Last week, Anitra and I attended both the Dev/Nexus conference and its companion conference, Advantage, an AI conference for CTOs, CIOs, VPs of Engineering, and other technical lead-types, which took place the day before Dev/Nexus. My thanks to Pratik Patel for the guest passes to both conferences!
I took copious notes and photos of all the Advantage talks and will be posting summaries here. This set of notes is from the third talk, Language Stacks and Gen AI, presented by Rod Johnson.
Rod is a developer, author, investor and entrepreneur. He has authored several best-selling books on Java EE. He is the creator of the Spring Framework and was cofounder and CEO of SpringSource. He has served on the board of Elastic, Neo Technologies, Apollo, Lightbend and several other successful companies. He is presently developing a structured RAG system using Spring and Kotlin.

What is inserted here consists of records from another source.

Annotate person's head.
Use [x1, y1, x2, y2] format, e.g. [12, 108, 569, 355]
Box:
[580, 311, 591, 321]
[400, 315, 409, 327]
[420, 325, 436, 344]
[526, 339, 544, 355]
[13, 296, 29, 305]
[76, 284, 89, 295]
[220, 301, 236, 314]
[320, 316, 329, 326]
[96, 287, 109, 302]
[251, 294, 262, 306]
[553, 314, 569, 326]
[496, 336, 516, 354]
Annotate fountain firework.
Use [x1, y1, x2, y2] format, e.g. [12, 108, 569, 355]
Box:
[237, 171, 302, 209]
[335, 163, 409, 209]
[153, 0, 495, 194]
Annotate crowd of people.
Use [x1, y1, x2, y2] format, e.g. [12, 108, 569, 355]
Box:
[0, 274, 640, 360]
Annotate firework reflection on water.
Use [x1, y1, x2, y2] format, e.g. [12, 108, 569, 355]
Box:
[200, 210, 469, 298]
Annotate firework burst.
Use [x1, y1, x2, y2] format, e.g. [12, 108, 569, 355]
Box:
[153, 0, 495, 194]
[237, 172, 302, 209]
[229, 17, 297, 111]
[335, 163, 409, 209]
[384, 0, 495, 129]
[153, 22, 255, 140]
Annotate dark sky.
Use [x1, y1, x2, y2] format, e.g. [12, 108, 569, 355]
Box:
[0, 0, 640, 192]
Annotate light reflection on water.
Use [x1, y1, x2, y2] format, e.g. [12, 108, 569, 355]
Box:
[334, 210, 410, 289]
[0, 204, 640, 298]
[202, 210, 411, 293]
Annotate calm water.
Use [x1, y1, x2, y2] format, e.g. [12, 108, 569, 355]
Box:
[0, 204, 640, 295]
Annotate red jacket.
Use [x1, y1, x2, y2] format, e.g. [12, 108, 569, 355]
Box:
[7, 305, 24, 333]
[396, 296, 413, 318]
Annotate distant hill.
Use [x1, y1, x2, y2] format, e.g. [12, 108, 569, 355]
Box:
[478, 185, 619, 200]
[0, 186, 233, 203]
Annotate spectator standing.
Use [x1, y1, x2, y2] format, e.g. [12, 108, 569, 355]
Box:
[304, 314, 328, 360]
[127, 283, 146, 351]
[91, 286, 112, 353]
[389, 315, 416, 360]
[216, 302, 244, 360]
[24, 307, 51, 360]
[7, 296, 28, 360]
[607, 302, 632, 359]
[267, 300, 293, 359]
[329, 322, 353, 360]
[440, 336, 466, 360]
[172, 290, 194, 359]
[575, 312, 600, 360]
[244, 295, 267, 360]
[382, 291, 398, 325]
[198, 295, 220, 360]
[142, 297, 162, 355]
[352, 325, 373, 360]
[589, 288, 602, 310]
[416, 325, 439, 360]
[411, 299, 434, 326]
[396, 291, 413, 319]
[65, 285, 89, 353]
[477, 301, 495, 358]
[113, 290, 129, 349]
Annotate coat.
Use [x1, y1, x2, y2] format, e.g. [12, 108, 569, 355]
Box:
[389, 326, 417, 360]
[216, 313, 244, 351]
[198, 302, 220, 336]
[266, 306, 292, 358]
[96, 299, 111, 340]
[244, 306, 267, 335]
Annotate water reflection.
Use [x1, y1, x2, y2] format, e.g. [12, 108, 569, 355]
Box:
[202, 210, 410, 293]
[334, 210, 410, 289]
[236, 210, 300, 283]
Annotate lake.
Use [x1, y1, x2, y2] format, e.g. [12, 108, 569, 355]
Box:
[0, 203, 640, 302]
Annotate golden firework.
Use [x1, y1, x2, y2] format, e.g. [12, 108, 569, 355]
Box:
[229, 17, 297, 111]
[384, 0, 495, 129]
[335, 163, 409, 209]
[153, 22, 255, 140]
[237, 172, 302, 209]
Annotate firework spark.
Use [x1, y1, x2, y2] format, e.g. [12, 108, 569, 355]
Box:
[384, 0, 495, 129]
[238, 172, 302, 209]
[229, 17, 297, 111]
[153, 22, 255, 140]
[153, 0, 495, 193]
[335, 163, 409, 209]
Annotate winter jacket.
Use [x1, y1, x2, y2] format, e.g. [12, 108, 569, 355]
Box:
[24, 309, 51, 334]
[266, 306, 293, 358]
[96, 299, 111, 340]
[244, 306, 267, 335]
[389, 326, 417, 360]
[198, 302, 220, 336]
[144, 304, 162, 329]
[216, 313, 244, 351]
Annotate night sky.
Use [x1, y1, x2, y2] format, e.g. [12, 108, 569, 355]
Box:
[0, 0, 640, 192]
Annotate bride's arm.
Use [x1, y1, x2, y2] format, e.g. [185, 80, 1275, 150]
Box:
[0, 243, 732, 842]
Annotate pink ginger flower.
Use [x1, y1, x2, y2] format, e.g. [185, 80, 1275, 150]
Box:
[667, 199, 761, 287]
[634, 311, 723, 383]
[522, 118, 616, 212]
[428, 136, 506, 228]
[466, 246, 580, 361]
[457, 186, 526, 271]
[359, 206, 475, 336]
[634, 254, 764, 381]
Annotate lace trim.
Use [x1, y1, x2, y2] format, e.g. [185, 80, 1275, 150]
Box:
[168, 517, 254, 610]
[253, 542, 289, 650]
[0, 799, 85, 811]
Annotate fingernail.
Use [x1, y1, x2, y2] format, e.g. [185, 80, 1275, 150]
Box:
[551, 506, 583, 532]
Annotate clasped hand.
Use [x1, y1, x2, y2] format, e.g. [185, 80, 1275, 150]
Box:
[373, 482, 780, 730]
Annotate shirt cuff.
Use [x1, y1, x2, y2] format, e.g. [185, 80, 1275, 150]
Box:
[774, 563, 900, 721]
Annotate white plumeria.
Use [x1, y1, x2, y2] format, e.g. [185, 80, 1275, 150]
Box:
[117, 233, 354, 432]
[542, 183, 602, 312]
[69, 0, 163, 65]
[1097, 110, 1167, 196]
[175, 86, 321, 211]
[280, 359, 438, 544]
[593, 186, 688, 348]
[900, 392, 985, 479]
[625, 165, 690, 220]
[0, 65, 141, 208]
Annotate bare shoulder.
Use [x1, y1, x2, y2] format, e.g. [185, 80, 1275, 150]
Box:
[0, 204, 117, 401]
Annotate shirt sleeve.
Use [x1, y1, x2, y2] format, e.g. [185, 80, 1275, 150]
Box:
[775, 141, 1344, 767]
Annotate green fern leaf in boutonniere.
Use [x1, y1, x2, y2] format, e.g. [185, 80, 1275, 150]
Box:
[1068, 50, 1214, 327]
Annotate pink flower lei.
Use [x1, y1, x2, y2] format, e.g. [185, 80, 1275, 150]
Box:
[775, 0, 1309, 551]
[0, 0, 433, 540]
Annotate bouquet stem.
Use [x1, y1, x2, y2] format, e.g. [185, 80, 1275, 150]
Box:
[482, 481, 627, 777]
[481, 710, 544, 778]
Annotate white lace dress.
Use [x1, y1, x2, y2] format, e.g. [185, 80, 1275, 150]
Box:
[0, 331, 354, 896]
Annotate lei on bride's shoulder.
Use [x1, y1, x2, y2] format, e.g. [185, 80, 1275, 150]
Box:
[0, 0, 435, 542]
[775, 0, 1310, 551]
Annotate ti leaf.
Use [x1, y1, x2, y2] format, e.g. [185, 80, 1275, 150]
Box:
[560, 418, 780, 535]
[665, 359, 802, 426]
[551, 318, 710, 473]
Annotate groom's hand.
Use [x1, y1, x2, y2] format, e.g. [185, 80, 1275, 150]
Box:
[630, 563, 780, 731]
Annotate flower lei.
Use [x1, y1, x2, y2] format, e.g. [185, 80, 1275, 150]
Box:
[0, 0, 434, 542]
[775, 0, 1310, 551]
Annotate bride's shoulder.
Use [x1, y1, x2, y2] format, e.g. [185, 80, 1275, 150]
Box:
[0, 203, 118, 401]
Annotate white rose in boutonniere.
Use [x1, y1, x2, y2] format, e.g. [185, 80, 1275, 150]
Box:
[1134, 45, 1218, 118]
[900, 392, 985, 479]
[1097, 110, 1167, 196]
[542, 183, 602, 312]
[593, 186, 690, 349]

And here’s the abstract of his talk:
Python is the language of data science and dominant in AI research. However, it is not the language of enterprise apps, and there are good reasons for this. In this session, Rod will discuss when to use what language and stack for AI success in enterprise. He’ll discuss the key adjacencies for success: LLMs, existing data and business logic, and how to choose what language, stack and framework for a particular problem.
My notes from Rod’s talk are below.
Your existing enterprise systems are an asset, not a liability
Rod opened with something that probably felt like a relief to many in the room: a clear-eyed argument that the overwhelming pace of AI change is not a reason to abandon what your organization has already built. Enterprise systems represent years of accumulated business logic, domain knowledge, and battle-tested reliability. These things change slowly, and in this case, the cliche is true: that’s not a bug, but a feature. The pressure to throw out existing applications and start fresh with AI-native rewrites is, in Rod’s view, is not just misguided, but reckless.
He was equally direct about the organizational risk of letting AI enthusiasm displace experienced people. Every major technology wave produces a class of self-declared experts who rush in and crowd out the engineers who actually understand the business. Domain expertise doesn’t get replaced by a new framework. Instead, it gets more valuable, because it’s the thing that makes AI systems accurate and useful rather than fluently wrong.
The message to leaders was clear: protect your people, and make sure your AI strategy grows out of your existing institutional knowledge rather than treating it as an obstacle.
Personal assistants and business processes are fundamentally different. Stop conflating them.
One of the sharpest distinctions in Rod’s talk was between AI as a personal productivity tool and AI embedded in enterprise business processes. The personal assistant category (for example: chatbots, coding agents, tools like Cursor) operates under forgiving conditions. If a coding agent produces bad output, a developer catches it before it reaches production. The feedback loop is tight, human oversight is immediate, and the cost of failure is manageable. This is why maximizing agent autonomy makes sense in that context.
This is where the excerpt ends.